Why does yeast make dough rise and become fluffy?
Show Answer
Yeast releases carbon dioxide gas during respiration. This CO2 forms bubbles in the dough making it rise and become soft and fluffy.
HOTS

What would happen if you put curd starter in boiling hot milk?
Show Answer
Boiling hot milk kills Lactobacillus bacteria. Without live bacteria fermentation cannot occur and curd will not form.
HOTS

Yeast produces alcohol during fermentation. Why does baked bread not taste alcoholic?
Show Answer
High oven temperature evaporates the alcohol during baking. Only the CO2 fluffy effect remains. Heat also kills the yeast.

2.4.3 Amazing Microalgae

LOTS

Why is Spirulina called a superfood?
Show Answer
Spirulina is rich in protein (more than 60% of body weight), contains vitamin B12, and has very little fat and sugar making it highly nutritious.
Medium

How do microalgae help maintain oxygen balance on Earth?
Show Answer
Microalgae perform photosynthesis and release oxygen. They produce more than half of Earth’s total oxygen supply.
HOTS

Pollution and climate change are threatening microalgae. How could this affect human life?
Show Answer
Earth’s oxygen would fall by more than half. Aquatic food chains would collapse. Water purification and biofuel production would reduce causing a severe ecological crisis.
HOTS

What advantages does Spirulina farming have over traditional farming?
Show Answer
Grows in water tanks, needs very little land, harvestable in 3-6 weeks, minimal investment, extremely nutritious and high market demand.

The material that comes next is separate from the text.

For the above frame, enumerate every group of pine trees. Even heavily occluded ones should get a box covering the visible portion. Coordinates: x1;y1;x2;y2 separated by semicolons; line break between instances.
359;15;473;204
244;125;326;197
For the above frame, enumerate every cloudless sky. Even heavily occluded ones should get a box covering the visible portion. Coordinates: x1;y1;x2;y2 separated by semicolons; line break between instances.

2.5 Cell as Basic Unit of Life

LOTS

What is the difference between unicellular and multicellular organisms? Give one example each.
Show Answer
Unicellular = one cell e.g. Amoeba. Multicellular = many cells e.g. humans. Unicellular organisms perform all life functions in one cell.
Medium

How do bacteria differ from plant and animal cells in terms of the nucleus?
Show Answer
Bacteria have no well-defined nucleus. They have a nucleoid region instead. Plant and animal cells have a proper nucleus enclosed by a nuclear membrane.
HOTS

Which is more efficient, unicellular or multicellular system? Why?
Show Answer
Multicellular systems are more efficient. Specialised cells perform specific functions better. Division of labour allows greater complexity and longer lifespan.
HOTS

Fungi have a cell wall but no chloroplasts. How does this affect the way fungi get food compared to plants?
Show Answer
Plants use chloroplasts for photosynthesis. Fungi lack chloroplasts so they absorb nutrients from dead or decaying organic matter instead.